Das Miteinander aus reinen Ornamenten, sinnhaften Zeichen und formal abstrakter Farbfeldmalerei zielt auf eine Auseinandersetzung
mit den verschiedenen Möglichkeiten der Abstraktion, die sich immer wieder aus dekorativen Funktionen, wie sie im Ornament zweifellos vorhanden sind, zu lösen vermag, um stattdessen autonomen
Ausdruckscharakter zu erlangen. Die Ansätze zu dieser Auseinandersetzung liegen bekanntlich am Beginn des 20. Jahrhunderts, doch hat die Fragestellung als künstlerisches Problem bis heute nichts
von ihrer Bedeutung verloren.
Dr. Dorothee Höfert, Kunsthistorikerin an der Kunsthalle Mannheim
ornament and abstraction
(shortened version)
Beate Kuhns new paintings are part of an
artistic process which is developping along the sensualization of the spiritual.
What she started in earlier installations (as for example "project Hafermagazin"/Landau), is now continuing in the twodimensionality of the painting.
In her latest works one finds nearly abstract, nevertheless clearly recognizable natural forms within flatly structured coloured spaces. The stylized naturalistic elements appear as monumental
alien bodies within a scenically constructed environment that is mainly structured by vertically and horizontally applied layers of paint.

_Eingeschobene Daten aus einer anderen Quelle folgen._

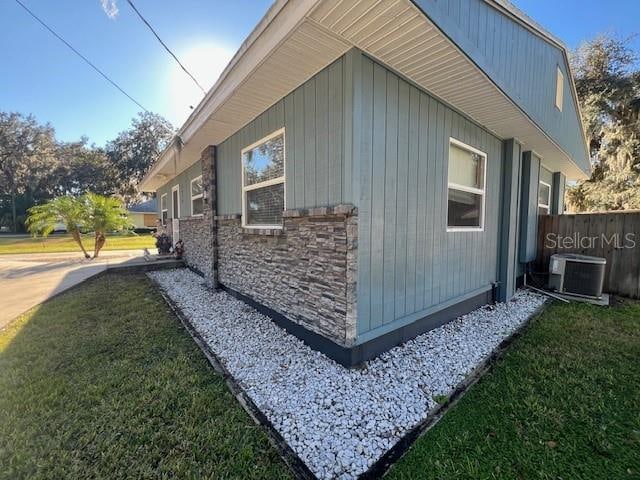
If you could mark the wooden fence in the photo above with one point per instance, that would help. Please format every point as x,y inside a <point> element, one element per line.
<point>612,235</point>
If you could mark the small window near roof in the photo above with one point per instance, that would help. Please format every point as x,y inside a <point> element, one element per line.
<point>163,208</point>
<point>263,182</point>
<point>197,196</point>
<point>544,198</point>
<point>466,192</point>
<point>559,89</point>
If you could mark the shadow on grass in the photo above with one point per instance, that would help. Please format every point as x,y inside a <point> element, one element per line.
<point>103,382</point>
<point>564,402</point>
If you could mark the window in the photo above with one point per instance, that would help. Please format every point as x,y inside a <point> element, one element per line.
<point>544,198</point>
<point>163,208</point>
<point>263,182</point>
<point>197,196</point>
<point>559,89</point>
<point>465,197</point>
<point>175,201</point>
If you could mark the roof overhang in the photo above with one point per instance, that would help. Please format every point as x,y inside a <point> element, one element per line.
<point>297,39</point>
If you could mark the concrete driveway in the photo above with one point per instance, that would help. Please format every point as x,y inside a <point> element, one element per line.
<point>28,280</point>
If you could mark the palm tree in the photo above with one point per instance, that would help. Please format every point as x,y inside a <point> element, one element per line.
<point>103,214</point>
<point>69,210</point>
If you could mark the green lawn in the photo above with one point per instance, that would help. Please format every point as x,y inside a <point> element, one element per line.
<point>103,382</point>
<point>64,243</point>
<point>563,403</point>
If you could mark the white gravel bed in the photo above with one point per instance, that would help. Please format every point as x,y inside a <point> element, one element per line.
<point>340,421</point>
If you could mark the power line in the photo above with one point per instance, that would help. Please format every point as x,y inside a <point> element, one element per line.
<point>104,75</point>
<point>87,61</point>
<point>130,2</point>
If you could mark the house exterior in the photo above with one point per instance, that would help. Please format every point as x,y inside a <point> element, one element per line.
<point>364,171</point>
<point>144,214</point>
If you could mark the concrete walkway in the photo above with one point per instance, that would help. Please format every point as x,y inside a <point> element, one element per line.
<point>28,280</point>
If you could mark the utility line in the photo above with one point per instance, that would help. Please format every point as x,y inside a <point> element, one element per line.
<point>100,72</point>
<point>130,2</point>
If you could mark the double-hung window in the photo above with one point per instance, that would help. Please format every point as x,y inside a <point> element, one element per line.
<point>466,187</point>
<point>197,196</point>
<point>544,198</point>
<point>163,208</point>
<point>263,182</point>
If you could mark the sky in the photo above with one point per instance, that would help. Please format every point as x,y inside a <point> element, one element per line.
<point>40,76</point>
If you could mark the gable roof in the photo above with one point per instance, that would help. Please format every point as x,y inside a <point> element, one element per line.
<point>150,206</point>
<point>298,38</point>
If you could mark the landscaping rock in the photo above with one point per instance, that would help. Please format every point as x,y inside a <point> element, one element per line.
<point>340,421</point>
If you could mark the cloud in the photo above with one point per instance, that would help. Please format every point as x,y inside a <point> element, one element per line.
<point>110,8</point>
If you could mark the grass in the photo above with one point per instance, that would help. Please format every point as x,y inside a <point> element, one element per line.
<point>103,382</point>
<point>64,243</point>
<point>564,402</point>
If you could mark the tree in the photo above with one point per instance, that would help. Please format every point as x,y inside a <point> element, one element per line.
<point>103,215</point>
<point>26,154</point>
<point>134,150</point>
<point>69,210</point>
<point>83,168</point>
<point>608,90</point>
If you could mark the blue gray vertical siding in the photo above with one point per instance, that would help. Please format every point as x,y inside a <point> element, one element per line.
<point>510,220</point>
<point>557,193</point>
<point>520,62</point>
<point>408,264</point>
<point>184,181</point>
<point>317,166</point>
<point>546,175</point>
<point>529,207</point>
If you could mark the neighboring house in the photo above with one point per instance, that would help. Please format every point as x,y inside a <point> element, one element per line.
<point>364,171</point>
<point>144,214</point>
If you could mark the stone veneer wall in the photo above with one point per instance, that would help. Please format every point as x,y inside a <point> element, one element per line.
<point>197,236</point>
<point>306,271</point>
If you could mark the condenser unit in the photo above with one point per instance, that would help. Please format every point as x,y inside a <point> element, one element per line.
<point>575,274</point>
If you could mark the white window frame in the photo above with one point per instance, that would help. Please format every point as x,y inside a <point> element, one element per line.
<point>266,183</point>
<point>196,197</point>
<point>542,205</point>
<point>464,188</point>
<point>165,209</point>
<point>559,88</point>
<point>175,188</point>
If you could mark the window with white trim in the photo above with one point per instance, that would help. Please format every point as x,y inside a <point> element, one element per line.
<point>164,213</point>
<point>544,198</point>
<point>263,166</point>
<point>559,88</point>
<point>197,196</point>
<point>466,187</point>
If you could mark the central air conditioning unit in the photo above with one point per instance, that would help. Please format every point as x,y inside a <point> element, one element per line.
<point>575,274</point>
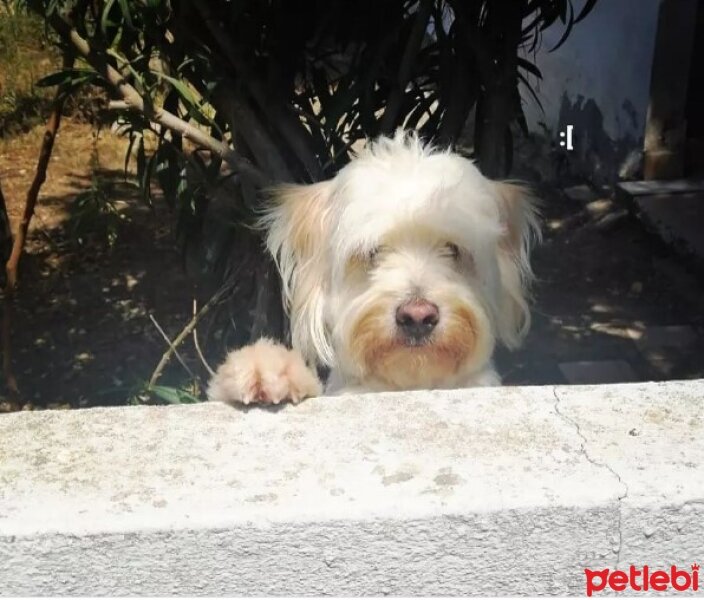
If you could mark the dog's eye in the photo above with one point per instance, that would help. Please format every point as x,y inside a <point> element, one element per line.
<point>451,250</point>
<point>372,255</point>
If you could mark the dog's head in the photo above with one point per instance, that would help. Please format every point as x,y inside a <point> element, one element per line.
<point>404,269</point>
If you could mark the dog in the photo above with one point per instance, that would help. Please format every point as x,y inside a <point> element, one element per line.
<point>400,273</point>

The terms "prototype" or "sign" appear, for not rampant vegetation, but reduced and still organic consistence mark the stilistic echoes of Karl Blossfeldts or Erich Häckels photographies of
plants and vegetation. In "Dutch Rush Piece" for example the upper part of the dutch rush plant, cut on the left side of the painting, gives a nearly surreal character to the work through the
unusual close view of a plants´stem that is normally only a few centimetres high.
The surprising aspect of a stalk that is built like a storeyed building thin and vertical reveals at the same time the principle of construction of the natural form, which is also continuing the
vertical succession of coloured fields in the rest of the painting.
This as well as other naturalistic quotes of nature stand out from their surrounding as partly transparent layers of paint overlying one another, unfolding a certain depth through the way Beate
Kuhn is working with colour.
She paints on canvas with pigments that are partly dissolved in wax. This technique, which is used parallel to the tempera-technique, gives a certain stimulation of the surface to the work that
reveals itself through the change from light-absorbant, dull parts to shimmering deeper layers of paint.